A. приходил в столовую с раздутыми, темно-красными губами; и это еще не самое худшее. Однажды в столовой исчезла со столов соль, и кашу выдали недосоленную. Тогда А. впал в отчаяние. Он бросался от стола к столу, бормоча: «Нельзя же несоленую кашу… нельзя же… Ох, боже мой, а я и не захватил…»
Вот это был дурной знак.
B. пришел однажды в столовую в пальто с выдранным большим клоком на животе. Он не дал по этому поводу никаких объяснений. Он в этом пальто сидел за столиком и разговаривал с соседями. Но соседка сбросила вдруг в чью-то пустую грязную тарелку ложку (чайную) постного масла из каши. «Вы чрезмерно расточительны», — сказал В. светским тоном и, выловив его своей ложкой, это постное масло съел. Недели через две он умер в стационаре.

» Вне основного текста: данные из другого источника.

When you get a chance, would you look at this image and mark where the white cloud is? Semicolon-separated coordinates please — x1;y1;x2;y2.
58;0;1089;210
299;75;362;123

В годы гражданской войны голодали иначе, стихийно и хаотически (особенно в провинции). Ели фантастическую еду: шелуху, крыс и т. п., в то же время что-то комбинируя, меняя; и вдруг добывали мешок картошки. Блокадный голод был голод неплохо организованный. Люди знали, что от кого-то невидимого они получат тот минимум, при котором одни жили, другие умирали — это решал организм.